Enabling GPUs in the Container Runtime Ecosystem

jwitsoe · June 1, 2018, 7:08am

Originally published at: Enabling GPUs in the Container Runtime Ecosystem | NVIDIA Technical Blog

NVIDIA uses containers to develop, test, benchmark, and deploy deep learning (DL) frameworks and HPC applications. We wrote about building and deploying GPU containers at scale using NVIDIA-Docker roughly two years ago. Since then, NVIDIA-Docker has been downloaded close to 2 million times. A variety of customers used NVIDIA-Docker to containerize and run GPU accelerated workloads. NVIDIA…

anon92906312 · June 1, 2018, 7:37pm

I wish you'd talk more about Singularity.

anon37864377 · June 21, 2018, 6:27pm

Gostei muito.

anon50093331 · September 28, 2018, 12:04pm

this is nice! but, the gpu's needed as documented elsewhere on the Nvidia site are

NVIDIA TITAN V (Volta)
NVIDIA TITAN X (Pascal)
NVIDIA TITAN Xp (Pascal)
NVIDIA Quadro GV100 (Volta)
NVIDIA Quadro GP100 (Pascal)
NVIDIA Quadro P6000 (Pascal)

the web site https://docs.nvidia.com/ngc... has no information about the RTX cards as yet. Your documentation is all over the place, not up to date, and seems to confuse issues for the sake of clearing inventory...

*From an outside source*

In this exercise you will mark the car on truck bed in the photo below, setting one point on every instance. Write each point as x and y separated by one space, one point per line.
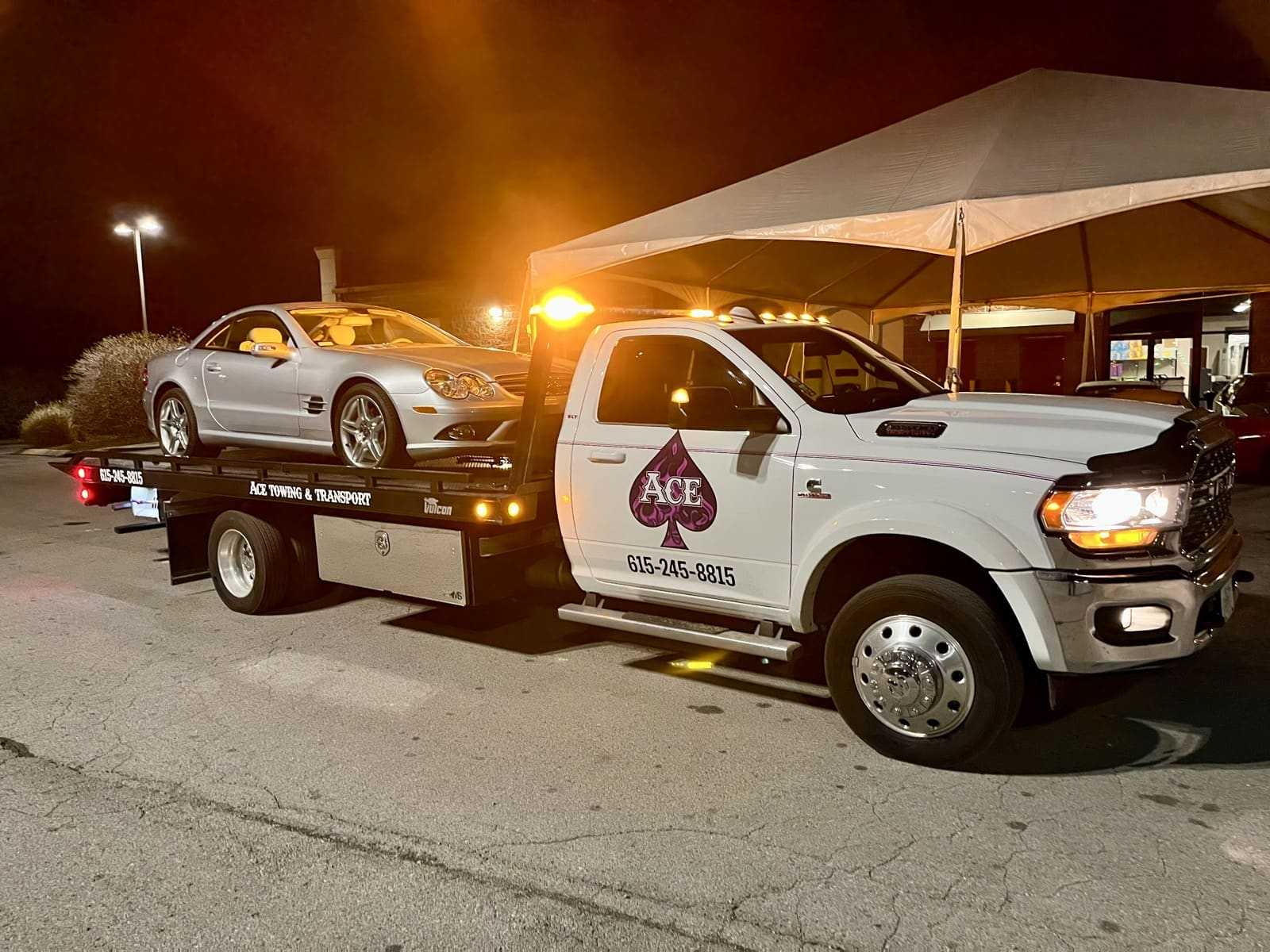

I want to run my cloud hybrid or on premises with commodity (ish) hardware, so my old titan, or new gtx1080ti do not get a look in irrespective of their capabilities... I can try and flash the bios so that my 1080ti looks like something acceptable, but reliable sources tell me that Nvidia has precluded this with watchdogs that will brick my new card... Nice. So it looks as if I should try for second hand titan x (pascal) or titan Xp cards.Trouble with this is that I expect the next round of iterations to jerk the rug out from under my feet, again, forcing me to submit to the scrutiny and rental costs of the cloud, or go for the extremely expensive route. Or go with intel/amd... It may be I just freeze in time with a titan x (pascal) or two, after the RTX2080 and 2080Ti (and god knows what other jack in the boxes are about to be foist on me) depress the market for lesser cards. This does make it very difficult for sole operators like me, who are being frozen out of developing their ideas inexpensively. And I know that if I go cloud/hybrid with some of the juicier ones, then it won't be too long before some bright eyed ivy leaguer launches another billion dollar company... Thanks Nvidia!

anon6964747 · October 6, 2018, 12:03am

This works fine for me using a GTX 1080Ti?

anon50093331 · October 6, 2018, 1:58am

wow! really? you can spin up on premises (aka on your home box) GPU cloud instances on a GTX1080Ti? Can you detail what you did, please? This is very good news, will save me a LOT of stuffing around. CHEERS :))

anon6964747 · October 6, 2018, 2:49am

I'm not sure if this is exactly the same as GPU cloud. But you can definitely spin up nvidia-docker containers on a home/in premisise machine with GTX 1080Ti's. If you're not familiar with docker, a docker contain is basically a small headless virtual machine with low overhead and a scripted build process so repeatable.

I installed Ubuntu 18.04 - I tried Debian and Fedora but it's far less painful with Ubuntu.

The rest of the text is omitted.